Portals
Document Sample


Optimizing your site’s
“searchability”
Content, metadata, and interface considerations
for web search engines
James Powell
Web Application Research & Development
April 2, 2001
First… a few definitions
An index is a file that allows a search engine to relate
words to documents.
A spider is a piece of software that automatically visits
(crawls) and retrieves (harvests) pages from a web
site.
A query is one or more terms (words or phrases) a
user enters at a search page.
A result set is a list of documents that a search engine
determined were related to a query by consulting its
index.
Part 1 – Writing for search engines
Treat search engines as a category
of browser
Like browsers, search engines are unique:
– Text-oriented focus
– Support metatags and metadata
– Depend on automatic harvesting through spider
component
Web spiders are simplistic…
Search engine spiders are not terribly smart:
– They start with a given URL and grab that page.

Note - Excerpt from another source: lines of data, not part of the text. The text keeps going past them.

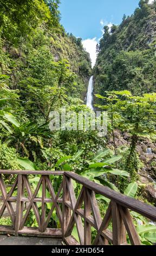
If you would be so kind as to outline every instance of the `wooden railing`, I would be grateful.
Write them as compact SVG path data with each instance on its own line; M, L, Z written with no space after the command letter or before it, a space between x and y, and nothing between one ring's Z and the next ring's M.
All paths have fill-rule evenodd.
M6 174L16 177L8 193L3 178ZM32 189L29 181L30 174L40 177L35 189ZM60 176L62 181L60 181L56 194L51 180L54 176L58 179ZM80 192L77 198L73 180L79 184ZM41 195L38 194L41 190ZM15 191L16 194L17 191L16 196L14 195ZM0 170L0 202L3 203L0 205L0 219L6 209L12 223L11 226L0 225L2 233L60 237L70 245L127 245L129 237L131 245L136 245L141 242L129 210L156 221L156 208L69 172ZM110 199L102 218L96 194ZM12 202L16 203L15 211ZM48 213L47 203L51 204ZM37 227L25 227L31 209L34 212ZM54 210L59 228L48 226Z

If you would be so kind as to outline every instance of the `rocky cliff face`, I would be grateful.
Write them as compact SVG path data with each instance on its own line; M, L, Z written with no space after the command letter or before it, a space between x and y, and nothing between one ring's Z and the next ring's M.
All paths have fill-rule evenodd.
M124 16L119 26L113 25L110 32L104 28L94 70L95 93L155 92L156 2L145 2L131 17Z
M126 132L114 131L115 142L117 148L126 148L130 145L130 135ZM113 149L112 138L108 142L108 147ZM147 148L151 148L152 154L147 154ZM156 143L148 139L142 139L138 144L136 150L142 167L139 172L139 184L142 184L142 193L148 201L156 205Z

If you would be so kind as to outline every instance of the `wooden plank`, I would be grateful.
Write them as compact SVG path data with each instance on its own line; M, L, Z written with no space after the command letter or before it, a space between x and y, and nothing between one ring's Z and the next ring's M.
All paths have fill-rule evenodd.
M126 242L126 233L122 219L119 206L114 202L111 202L112 225L113 225L113 245L120 245Z
M76 241L72 235L65 237L64 241L67 245L80 245L80 243L79 243L77 241Z
M87 222L86 218L91 215L91 204L86 188L83 189L83 194L84 210L84 245L90 245L92 244L91 225Z
M46 176L46 182L47 182L48 187L49 188L50 194L50 195L51 196L51 198L52 198L52 200L53 200L54 206L55 207L57 217L58 218L61 227L62 227L62 211L61 211L61 208L60 207L60 205L57 203L57 199L59 197L60 194L60 193L62 191L62 183L61 183L60 190L58 190L58 192L57 196L56 196L55 192L54 192L54 188L52 186L52 184L51 184L51 182L50 180L49 177L49 176ZM53 208L53 206L52 206L52 208ZM53 210L51 211L51 214L52 214L53 211ZM50 217L51 216L51 214L50 214ZM49 216L50 216L50 214L49 215L49 217L48 217L48 218L49 217Z
M10 217L14 228L15 228L15 214L14 212L11 203L10 202L8 202L8 199L10 197L10 196L12 196L17 184L17 179L15 180L10 192L8 193L8 194L7 194L3 179L2 177L2 175L0 174L0 189L2 192L3 200L4 202L0 211L0 218L1 218L5 208L6 207L8 212L9 215L9 216Z
M0 170L0 174L22 174L22 175L63 175L63 171L47 171L47 170Z
M72 180L71 179L68 179L66 178L66 183L68 188L68 193L70 199L70 202L73 210L73 215L72 216L72 222L69 223L70 233L66 235L66 236L68 236L71 235L72 231L74 225L74 219L76 223L77 231L80 239L80 243L81 245L84 245L84 233L83 232L83 227L82 224L82 221L81 217L76 213L76 209L81 206L83 196L83 191L82 189L80 192L80 196L78 198L77 202L76 202L76 199L75 194L73 185L72 184ZM71 224L71 225L70 225ZM68 229L67 229L68 230Z
M20 226L21 212L21 199L22 196L23 182L22 175L18 174L18 187L17 187L17 197L16 203L16 223L15 223L15 234L18 235L18 230Z
M62 209L62 233L63 240L64 240L65 234L67 231L70 220L71 218L71 209L66 205L66 202L70 202L70 197L68 192L67 185L65 176L63 178L63 209Z
M109 225L109 223L110 222L111 218L112 218L112 207L111 207L111 203L110 203L108 205L108 209L106 211L104 218L101 223L101 225L98 231L97 235L94 241L94 242L93 242L94 245L96 245L98 244L98 241L99 241L100 234L101 234L101 232L107 228L107 227ZM105 234L104 232L103 232L103 234ZM109 235L109 237L110 237L110 235ZM108 238L109 238L109 237ZM110 239L109 239L108 241L110 241Z
M34 210L37 224L38 225L39 229L40 230L41 230L41 217L40 215L37 203L34 202L34 198L36 197L36 195L37 194L38 191L41 186L42 180L42 176L41 176L40 181L38 182L38 184L37 185L37 187L36 188L36 190L35 190L35 192L33 195L32 194L32 192L31 192L31 190L30 188L30 184L28 179L28 177L26 176L23 176L23 180L24 180L24 184L25 186L26 190L28 193L28 198L30 200L30 203L28 206L24 217L23 218L22 221L21 222L21 223L20 227L20 229L21 229L23 227L24 223L28 217L30 211L32 208Z
M128 209L120 206L119 210L132 245L140 245L141 241Z
M83 218L84 219L86 218L87 222L88 223L90 223L92 227L93 227L94 228L96 229L96 225L95 223L95 221L93 216L90 216L85 217L84 210L82 209L76 210L76 212L79 215L80 215L82 218ZM111 232L109 229L107 229L105 230L102 231L101 233L101 235L103 236L105 239L107 239L111 243L113 243L112 232Z
M46 204L44 203L44 199L46 198L46 182L45 176L43 176L42 178L42 213L41 213L41 232L44 232L46 230L44 228L44 224L46 222Z
M81 207L83 199L83 188L82 187L78 197L78 199L77 200L75 208L73 210L72 217L69 220L69 222L67 226L66 232L64 234L64 237L67 237L71 235L72 230L73 229L75 223L76 225L81 245L83 245L84 244L84 233L83 232L83 227L82 225L82 222L81 217L79 215L79 214L76 213L76 211L77 209L79 209Z
M65 172L64 175L73 179L96 193L104 196L126 208L138 212L150 220L156 221L156 208L154 206L114 191L72 172Z
M73 185L72 184L72 179L66 178L66 182L68 187L68 191L70 199L70 202L72 205L73 209L74 209L76 205L76 199L75 194L75 191L74 190Z
M15 235L15 231L13 227L0 225L0 234L9 234Z
M62 237L61 229L47 228L44 233L39 230L37 228L31 228L24 227L24 228L18 232L20 235L27 235L34 236L49 237Z
M99 209L98 204L96 199L95 192L93 191L90 191L90 190L87 190L87 192L88 197L88 199L90 202L90 204L92 208L92 213L95 221L95 228L98 233L98 230L100 229L102 223L102 218ZM103 239L103 237L102 237L100 234L99 237L99 240L101 245L102 245L105 244L105 240Z
M51 207L51 208L50 210L50 212L48 214L48 217L47 218L47 220L46 220L46 221L45 222L45 224L44 224L44 229L46 229L46 228L47 228L47 227L48 227L48 225L49 224L49 221L50 220L50 218L51 217L51 215L53 214L53 210L55 209L55 207L56 207L56 204L57 202L57 199L58 199L58 198L60 196L60 193L61 193L61 192L62 190L62 187L63 187L63 185L62 185L62 182L61 184L60 187L59 188L59 190L58 191L58 193L57 193L57 195L56 196L56 197L55 197L55 199L54 199L54 197L53 197L52 202L53 202L53 204L52 205L52 207ZM61 227L62 227L62 213L60 214L61 209L60 209L60 206L58 206L58 207L59 207L59 208L58 208L59 209L58 214L60 214L60 215L59 215ZM57 209L57 211L56 211L56 212L58 212L58 209Z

– They find all the links in the page.
– They follow each of those links, retrieving a
document.
– They repeat this process until something tells them
to stop.
…And responsible for some search
engine limitations
Spiders stumble on complex content:
– Frames often confuse search engine spiders.
– Spiders tend to ignore Javascript-based navigation.
– Spiders can get stuck inside dynamic (e.g.
database-driven) websites.
Big and Dumb
As Danny Sullivan of searchenginewatch.com
is fond of saying, search engines like big,
dumb web pages. Translation:
– Lots of text and metadata
– Valid and standard HTML markup
– Without obtrusive multi-media and dynamic content.
Ranked term list
Make a list of the top 10 or 20 terms you
expect users to use to find your site.
Rank them in order of importance.
Use the list when writing content and
metadata.
Craft a description
Use your ranked terms to develop a 15-25
word description.
Phrases are better
It is often difficult to figure prominently in a
results set in response to a single word query.
Emphasize specific, well-known phrases that
relate to or describe your work.
Unusual, or field-specific terms yield the best
results!
Alt attributes, text equivalents
Always include an alt attribute with every
image.
Alt attributes improve site accessibility and
provide another opportunity to embed ranked
terms.
Provide links to textual equivalent for audio and
video files (for the same reasons).
Best content first
Include your best, most descriptive content at
the top of your web page.
Use your ranked terms often, but in a natural
way.
Create pages that provide a different
perspective on the same topic and cross-link
(sometimes called doorway pages).
Using images
Don’t use pictures of text unless the text is also
included in the page.
View the source of your page – that’s what a
spider sees.
Take users directly to the content
Splash pages using technologies such as
Flash are empty as far as search engines are
concerned.
If you have to redirect, create a web page that
redirects users to the new pages.
Devote time to your description
Prepare more descriptions: short, medium, and
long (5-10, 15-25, and 20-50 words).
Use your ranked terms.
Expand acronyms where appropriate.
Use both singular and plural forms of words.
Use synonyms.
Tempt with a good Title
Always include a title in EVERY document.
Don’t use generic titles.
Create titles that
– entice users
– include your ranked terms
Webreference.com recommends: “Use titles
early in the alphabet”
Part 2 - Metadata
What is Metadata?
Metadata is data about data – for example:
– An abstract is metadata about a paper.
– Herman Melville and “Moby Dick” are metadata
about a book.
What are some examples?
Common metadata elements include:
– Title
– Author
– Subject
– Keywords
– Description
– Abstract
Metadata is for software, not people
Metadata is for software (like search engines),
not people.
But, search engines may display some
metadata in result sets.
Metatags
Metatags are HTML tags.
They are data containers with their own unique
format:
<META name=“title” content=“Moby Dick”>
<META name=“date” content=“May 2, 2003”>
<META name=“genus” content=“ginkgo”>
Where do they go?
HTML Metatags go in the header portion of an
HTML document.
– The header of an HTML document is the content
between the <HEAD> start and </HEAD> end tag.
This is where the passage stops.